С этого вечера Алексея дома почти не видели. Ночевал он редко, забегал между делом: его всюду ждали, он всем был нужен, не знал покоя и не чувствовал усталости: надо, надо, надо. От напряжения лицо его стало тоньше, глаза — ярче, голос — звончее.
В конце марта Совет послал его по неотложному делу в столицу. Домой он забежал перед отходом поезда. Перецеловал всех и заспешил. Провожать его пошли Матвей и Василий. Он с трудом втиснулся в вагон, покивал оттуда и исчез.
Больше Аникановы не видели его. Дошла весть, что в столице он возненавидел новую власть и ушел добровольцем на фронт. А в начале осени докатилась и другая, знобящая весть: в окопах Алексей призывал солдат с оружием уходить домой и был убит за это.
На голове Матвея в несколько дней побелели последние темные пятна. В глазах вспыхнули да так и остались зеленоватые искорки горя. Он осунулся и затих. Даже осенью, когда власть взяли рабочие и солдаты, остался равнодушным ко всему. По привычке ходил изредка на митинги, слушал новые речи, недоверчиво озирался, искал чего-то на лицах и уходил.
Конец войны ужаснул его. Россия представилась ему маленькой, ощипанной, а бредущие с войны солдаты понурыми, униженными. Место войны вставало в его воображении широким полем, перерезанным канавой. Из-за канавы в понурые, униженные спины несутся улюлюканье, издевки и смех. В груди щемило.
Один случай оживил было Матвея. В начале зимы в заводском клубе было назначено собрание памяти Алексея. Матвей узнал, что там уже висит нарисованный с фотографии портрет сына, что на собрании будет прочитано написанное им перед смертью письмо. Матвей стал стройнее, на приглашение отозвался охотно:
— Приду, приду, как же…
Но когда его попросили подарить клубу кандалы Алексея, посмутнел, сжался и отказал:
— Не дам.
— Почему?
— Так! Им и у меня не тесно.
Больше от него ничего не добились. На собрание вместо себя он послал Василия. Сам два раза подходил к клубу, но войти в него не мог. Сжимал в карманах кулаки и шептал:
— Не воротишь, словами Алешки не воротишь…

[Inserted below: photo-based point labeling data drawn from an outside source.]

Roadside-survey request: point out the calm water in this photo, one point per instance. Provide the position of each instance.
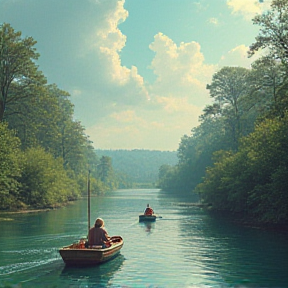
(185, 248)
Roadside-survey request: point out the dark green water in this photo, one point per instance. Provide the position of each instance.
(185, 248)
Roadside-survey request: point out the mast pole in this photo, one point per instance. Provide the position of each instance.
(88, 184)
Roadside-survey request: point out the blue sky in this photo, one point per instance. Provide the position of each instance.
(136, 70)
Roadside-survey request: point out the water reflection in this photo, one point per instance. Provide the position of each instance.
(96, 276)
(232, 253)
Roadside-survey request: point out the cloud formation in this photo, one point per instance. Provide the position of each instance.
(81, 51)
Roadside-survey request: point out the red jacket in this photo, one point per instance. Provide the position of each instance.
(148, 211)
(97, 236)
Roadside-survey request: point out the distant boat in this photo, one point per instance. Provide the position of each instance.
(78, 255)
(148, 218)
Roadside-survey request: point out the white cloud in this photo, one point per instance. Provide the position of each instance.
(181, 71)
(248, 8)
(238, 56)
(213, 21)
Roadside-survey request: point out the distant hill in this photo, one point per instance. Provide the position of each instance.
(141, 166)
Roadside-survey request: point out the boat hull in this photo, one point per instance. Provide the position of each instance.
(150, 218)
(90, 256)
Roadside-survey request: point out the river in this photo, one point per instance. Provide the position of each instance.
(185, 248)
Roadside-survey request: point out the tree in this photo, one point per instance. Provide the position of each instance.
(228, 86)
(273, 33)
(19, 75)
(10, 168)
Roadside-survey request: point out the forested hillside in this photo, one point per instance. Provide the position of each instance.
(44, 153)
(237, 158)
(141, 166)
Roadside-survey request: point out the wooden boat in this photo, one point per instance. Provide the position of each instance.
(148, 218)
(78, 255)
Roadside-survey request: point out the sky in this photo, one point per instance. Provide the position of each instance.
(136, 70)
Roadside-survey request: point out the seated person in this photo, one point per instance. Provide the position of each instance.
(148, 211)
(98, 235)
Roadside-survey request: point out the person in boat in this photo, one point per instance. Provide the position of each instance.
(148, 211)
(98, 235)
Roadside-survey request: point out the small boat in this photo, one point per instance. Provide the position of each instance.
(148, 218)
(78, 255)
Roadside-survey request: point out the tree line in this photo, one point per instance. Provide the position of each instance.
(45, 154)
(139, 166)
(237, 158)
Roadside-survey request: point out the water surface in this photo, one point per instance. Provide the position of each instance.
(184, 248)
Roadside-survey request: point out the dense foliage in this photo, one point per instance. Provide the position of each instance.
(236, 159)
(44, 153)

Василий сидел на вечере в первом ряду, слушал и удивлялся. Узнал, что смерть его брата — горе рабочих, что брат — это не Алешка, каким представлял и знал его он, Василий, а значительнее, нужнее, дороже, незабываемее. Но больше всего его поразили слова о кандалах брата. Выходило, — они не простое железо, нет, — они звоном говорили заводу и городу о свободе, будили спящих…

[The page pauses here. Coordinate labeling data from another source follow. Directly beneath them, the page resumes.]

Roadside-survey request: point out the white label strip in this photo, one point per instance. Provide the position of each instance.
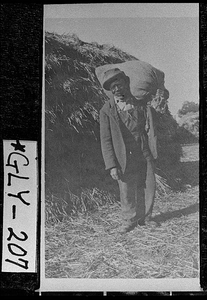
(20, 206)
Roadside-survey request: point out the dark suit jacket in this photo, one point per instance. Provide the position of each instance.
(112, 143)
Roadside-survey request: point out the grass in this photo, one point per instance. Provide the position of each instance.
(88, 245)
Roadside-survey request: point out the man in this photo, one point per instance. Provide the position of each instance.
(125, 148)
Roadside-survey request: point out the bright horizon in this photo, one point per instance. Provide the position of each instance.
(169, 42)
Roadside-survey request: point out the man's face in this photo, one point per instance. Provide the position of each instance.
(120, 88)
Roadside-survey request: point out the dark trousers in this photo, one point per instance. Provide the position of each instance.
(137, 192)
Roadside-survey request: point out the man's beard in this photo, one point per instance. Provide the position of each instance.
(120, 97)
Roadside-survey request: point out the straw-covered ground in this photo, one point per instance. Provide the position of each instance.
(88, 245)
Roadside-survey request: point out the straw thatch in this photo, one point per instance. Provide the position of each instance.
(73, 98)
(89, 246)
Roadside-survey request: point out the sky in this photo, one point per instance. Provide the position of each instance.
(166, 35)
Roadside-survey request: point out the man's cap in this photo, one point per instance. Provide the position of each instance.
(111, 75)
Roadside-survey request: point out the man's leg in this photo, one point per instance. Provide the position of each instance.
(132, 203)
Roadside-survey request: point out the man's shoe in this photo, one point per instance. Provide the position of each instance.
(126, 228)
(147, 222)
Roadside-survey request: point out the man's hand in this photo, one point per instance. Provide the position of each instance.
(115, 173)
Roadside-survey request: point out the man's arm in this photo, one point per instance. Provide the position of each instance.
(106, 142)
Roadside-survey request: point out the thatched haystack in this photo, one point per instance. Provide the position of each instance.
(73, 98)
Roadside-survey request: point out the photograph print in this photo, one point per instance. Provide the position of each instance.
(121, 145)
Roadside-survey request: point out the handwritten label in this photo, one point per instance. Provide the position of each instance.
(20, 206)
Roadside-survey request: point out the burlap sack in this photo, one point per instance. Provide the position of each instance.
(144, 78)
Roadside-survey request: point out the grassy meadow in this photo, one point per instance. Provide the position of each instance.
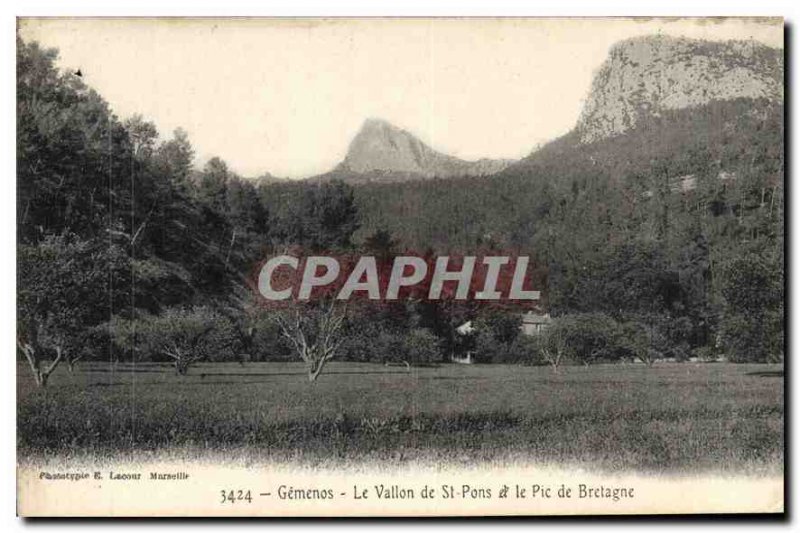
(671, 417)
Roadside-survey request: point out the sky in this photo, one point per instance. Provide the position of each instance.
(287, 96)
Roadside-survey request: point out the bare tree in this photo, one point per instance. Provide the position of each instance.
(554, 343)
(315, 332)
(29, 345)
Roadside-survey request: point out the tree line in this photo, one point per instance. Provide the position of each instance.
(127, 251)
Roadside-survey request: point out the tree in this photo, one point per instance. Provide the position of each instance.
(554, 342)
(63, 291)
(593, 336)
(752, 321)
(181, 336)
(314, 331)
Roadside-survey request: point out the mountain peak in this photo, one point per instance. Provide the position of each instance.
(381, 147)
(645, 75)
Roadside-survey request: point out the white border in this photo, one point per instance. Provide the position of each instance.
(785, 8)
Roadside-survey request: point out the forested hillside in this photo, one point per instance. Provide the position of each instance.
(663, 241)
(665, 219)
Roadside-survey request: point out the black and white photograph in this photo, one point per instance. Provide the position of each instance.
(400, 267)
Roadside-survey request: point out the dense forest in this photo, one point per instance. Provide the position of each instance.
(666, 241)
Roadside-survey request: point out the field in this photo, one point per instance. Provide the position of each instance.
(671, 417)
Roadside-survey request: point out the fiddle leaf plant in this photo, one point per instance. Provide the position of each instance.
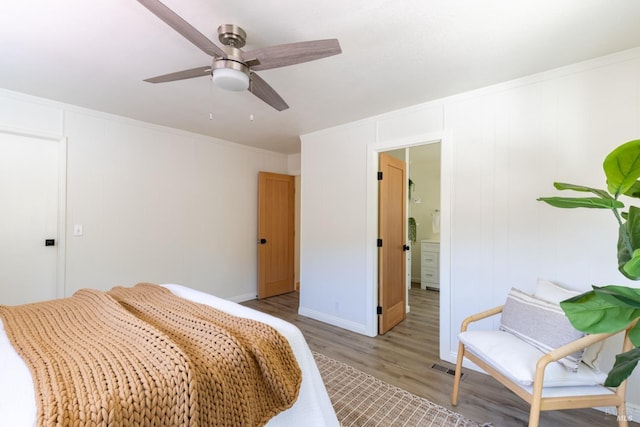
(611, 308)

Богачей выселяли из домов. Магазины, склады, мастерские переходили в руки Совета. Заводом, железной дорогой управляли свои. Начальники, мастера стали меньше, тише, а иные исчезли совсем. Стало вольнее, проще. Казалось, надо приложить еще немного усилий, терпения — и будет совсем хорошо.
Но таяли дрова, уголь, хлеб и керосин. Все меньше и меньше подвозили их. Тогда на заводе заметили: товары, пища, вещи уходят на чердаки, в ямы, в подвалы. Тогда, заводские остро почувствовали и увидели, что вокруг них за углами притаились обиженные, выбитые из копен враги и песком клеветы порошат глаза, шепчут: «А ну, ну… постройте, сделайте…» и смеются: «Хе-хе-хе-хе…»
Злоба и ярость светились в глазах лавочников, купцов, чиновников, мещан, богатых крестьян, — отовсюду слухами, шопотом расползались уныние, робость и тоска.
Заработка не хватало на хлеб, дни упирались в муть и тревогу. На заводе ширилась настороженность, в сердца входили сомнения, апатия. Мастерские работали все тише, ленивее. А весной в рабочую пору необычно всхлипнула сирена, и стали станки, смолкло железо.
Рабочие выбежали во двор, к помосту, с которого говорили ораторы, и потребовали вожаков завода, вожаков Совета:
— Что вы делаете с нами?! За что мы работаем?!
— Где хлеб?! Что будет дальше?!
— Где то, что обещали?!
— На все накладываете руку, а сами ничего не можете сделать?!